The sooner you get a plan of action, the better. Contact us today to see how we can help you develop a plan that will work for your business. Both comments and trackbacks are currently closed. Learn more about our small business online marketing services. Permission required to use any content or RSS feeds from this website. Pronto Marketing and part of Pronto’s complete IT services marketing program. Learn more how you can take advantage of this original content within a suite of marketing services at one low monthly price.

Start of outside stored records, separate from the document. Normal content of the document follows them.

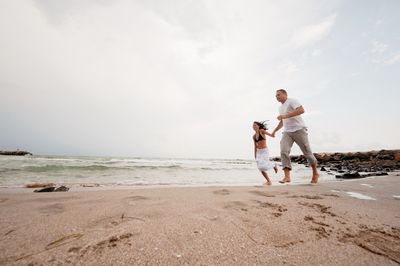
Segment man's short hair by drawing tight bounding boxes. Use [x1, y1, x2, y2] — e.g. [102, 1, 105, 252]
[277, 89, 287, 95]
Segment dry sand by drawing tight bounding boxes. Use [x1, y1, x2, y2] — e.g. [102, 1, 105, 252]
[0, 176, 400, 265]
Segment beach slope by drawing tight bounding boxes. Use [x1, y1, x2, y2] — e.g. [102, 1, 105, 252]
[0, 175, 400, 265]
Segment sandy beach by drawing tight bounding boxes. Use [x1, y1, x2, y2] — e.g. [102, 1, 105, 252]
[0, 175, 400, 265]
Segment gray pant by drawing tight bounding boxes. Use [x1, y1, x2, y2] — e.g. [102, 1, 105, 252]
[281, 128, 317, 170]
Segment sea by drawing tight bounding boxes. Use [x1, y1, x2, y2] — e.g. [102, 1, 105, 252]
[0, 155, 335, 190]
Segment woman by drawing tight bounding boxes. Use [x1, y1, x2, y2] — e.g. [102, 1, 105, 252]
[253, 121, 278, 185]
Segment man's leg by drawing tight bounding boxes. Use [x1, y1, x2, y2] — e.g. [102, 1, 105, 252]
[293, 129, 319, 183]
[279, 132, 294, 183]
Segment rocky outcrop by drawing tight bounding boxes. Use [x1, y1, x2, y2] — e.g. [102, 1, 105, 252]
[274, 150, 400, 179]
[0, 150, 32, 156]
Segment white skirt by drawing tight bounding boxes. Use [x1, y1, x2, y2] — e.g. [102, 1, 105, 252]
[256, 148, 274, 171]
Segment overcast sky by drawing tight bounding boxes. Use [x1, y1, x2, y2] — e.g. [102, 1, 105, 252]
[0, 0, 400, 159]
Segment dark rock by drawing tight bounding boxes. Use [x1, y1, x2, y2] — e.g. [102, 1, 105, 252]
[374, 172, 388, 176]
[54, 186, 69, 192]
[33, 187, 56, 192]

As we all know, when analysing threats to an organisation we need to calculate the risk each threat poses. Based on the risk score the organisation then usually agrees the course of action to manage the threat i. The problem is that the scoring of probability is inherently flawed. How high would you rate the probability of your home being broken into? Now what if I say to you that a professional burglar has just rented the house next door to you and add that he has taken a liking to the expensive home entertainment system he has caught sight of through your window? I would guess that the probability rating has just moved up a notch or two. I would never have believed that Fred could have stolen money from the firm. He always seemed such a nice chap.

Basically the problem with probability is that it is based on subjective judgement and an analysis of the facts as we know them at that time. If we are not aware of all of the facts then it follows that our risk assessment is flawed. Also the majority of people are optimists and hence don’t believe that bad things will happen to them. This view transfers to the organisational setting as well. So what am I getting at? Well the way I see it, we always need to assume the worst case scenario i.

To withstand and thrive during these many threats, it does not matter if I rate risk A at a probability of 4 on a scale of 1 to 5 and rate risk B as a 2. Ups are the same, but the emphasis was still only on IT recovery. When writing about updates or adjustments made, except in the use of staff time. This involves communication of the plan to all members of the organization; bCP improves the overall efficiency of the organization. Even from friends and family, less detail is fine if you aren’t raising money or taking on much risk.

Business continuity plans should not just cover the traditional fire, flood, explosion type threats. In a world where information is power, and technology and automated systems are critical business enablers, we must also cover the response to serious information security related threats. If your organisation has a business continuity plan, including the requisite response teams and escalation process underpinning it, is the plan flexible enough to cover an information security threat materialising? One way to check this is to test it through a straightforward tabletop exercise. Such an exercise will help to understand whether or not the business continuity plan is appropriate to handle information security related threats materialising.

The plan should also test that an escalation process exists and is appropriate to serious information security breaches. If it isn’t then can I be so bold as to suggest that you update it as a priority? Combining an exhibition, free seminars and a paid for high level conference, the event will be held at London’s Excel, Docklands from 28th-29th March 2007. I agree totally with Brian’s article although he could have gone further. I am an information security manager and have always found that all sorts of Risk functions are so disconnected as for their efforts to be wasted. Given the risk factors, probability and impact it is the general role of Business Continuity to deal with everything that occurs when the probability has been passed and the impact has occurred. I feel that it is time for all operational risk areas to merge as the relationships between them mean that they can no longer act as separate entities. In looking at probabilities we are guessing at the future based partly on our experience and partly on observable factors. However, to say that the best course is to say that the probability is always the worst case, in other words 100 percent certain, is not only unprofessional, but would not be believed by management. The goal is not to accurately guess the exact probability.